Mon Général,

Voici ce que j’écrivais le 9 Septembre 2021, quelques jours après votre putsch réussi du 5 Septembre : « Ouf, l’honneur est sauf : l’armée guinéenne a enfin réussi le premier coup d’Etat de son histoire ! Elle a enfin osé destituer un despote qui se croyait invincible ! Le courage et l’abnégation du Lieutenant-colonel Mamadi Doumbouya méritent d’être salués. Personnellement, je le remercie de m’avoir fait passer l’un des plus beaux dimanches de mon existence. Savoir que mon pays s’est débarrassé d’un chef d’Etat aussi nuisible qu’Alpha Condé (sans doute, le pire que la Guinée n’ait jamais connu) est une vraie délivrance… »

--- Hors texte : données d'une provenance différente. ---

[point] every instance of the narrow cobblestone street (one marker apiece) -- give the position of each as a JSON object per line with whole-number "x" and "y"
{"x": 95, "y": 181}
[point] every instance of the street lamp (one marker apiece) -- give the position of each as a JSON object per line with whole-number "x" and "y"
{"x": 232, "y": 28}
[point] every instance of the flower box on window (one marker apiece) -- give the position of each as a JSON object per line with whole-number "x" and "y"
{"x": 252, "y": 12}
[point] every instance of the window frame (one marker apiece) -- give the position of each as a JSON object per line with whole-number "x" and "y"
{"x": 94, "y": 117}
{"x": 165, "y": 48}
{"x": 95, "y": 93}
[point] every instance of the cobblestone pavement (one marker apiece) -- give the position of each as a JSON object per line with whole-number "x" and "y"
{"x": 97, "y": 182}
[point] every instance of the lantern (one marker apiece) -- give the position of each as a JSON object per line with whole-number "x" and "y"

C’est dire si j’étais enthousiasmé par votre arrivée au pouvoir, enthousiasme d’autant partagé par la majorité des Guinéens que votre premier discours donnait à rêver. Je mettais cependant un bémol à cet enthousiasme, échaudé comme tout le monde, par les désastreuses expériences du pouvoir kaki :

 « A ma connaissance, Yacoubou Gowon, Sangoulé Lamizana, Jerry Rawlings, Thomas Sankara et Ali Saïbou sont les seuls militaires africains à avoir apporté quelque chose de positif à leur peuple. Tous les autres les ont plongés dans le cycle sans fin de la misère et de la répression. De quel côté s’inscrira le destin du Lieutenant-colonel Mamadi Doumbouya ? Seul l’avenir nous le dira. »

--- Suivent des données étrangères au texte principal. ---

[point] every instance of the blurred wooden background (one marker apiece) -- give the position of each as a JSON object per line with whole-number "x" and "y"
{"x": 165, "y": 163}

Vous n’étiez alors qu’un illustre inconnu mais, votre destin semblait tout tracé. Notre incurable naïveté de Guinéens nous faisait croire que vous étiez le sauveur, le messie tant attendu, l’homme-miracle qui allait nous sortir du trou sans fond dans lequel nous ont plongés vos diaboliques prédécesseurs. Trois ans après, nous sommes bien obligés de déchanter. Vous réunissez en vous la cruauté de Sékou Touré, la corruption de Lansana Conté, l’hystérie de Dadis Camara, l’incompétence notoire de Sékouba Konaté et le machiavélisme d’Alpha Condé. Bref, vous êtes 5 catastrophes en une ! Plus personne ne veut de vous et vous le savez bien !

Comment, mon dieu, peut-on rater un destin aussi prometteur et en si peu de temps ? Si vous aviez tenu parole, si vous vous étiez contenté d’une transition brève en en respectant intégralement la Charte, vous seriez revenu au pouvoir un ou deux mandats plus tard, en vous faisant élire dès le premier tour et vous auriez inscrit votre nom en lettres d’or dans la glorieuse histoire de ce pays.  Mais non, vous avez reproduit une à une les conneries de vos prédécesseurs, encouragé en cela, par les bouches affamées qui bavent autour de vous pour vous couvrir de faux lauriers et de la gloire plus que douteuse qui va avec.  

Nous attendions un nouveau Rawlings, c’est un autre Dadis Camara qui est là. C’est triste pour nous, c’est surtout triste pour vous. Je vous avais pourtant prévenu : « Quant à notre nouveau président, il doit prendre conscience de la charge considérable qui pèse sur ses épaules. Je l’invite à ne rien dire et à ne rien faire de ce qui a été dit et fait dans ce pays depuis 1958. Du nouveau ! le peuple de Guinée a besoin de nouveau. Si comme Rawlings (j’espère que c’est à dessein qu’il l’a cité !), il réussit à incarner le renouveau, si comme Rawlings, il réussit à se départir de l’influence nocive de la parentèle, pour regénérer l’espoir alors, il deviendra tout naturellement la plus belle figure de notre histoire moderne. Mais comme je le disais hier sur les ondes de RFI, s’il a le malheur d’imiter ses horribles prédécesseurs, alors qu’il sache bien qu’il finira comme eux. Dans la boue ! »   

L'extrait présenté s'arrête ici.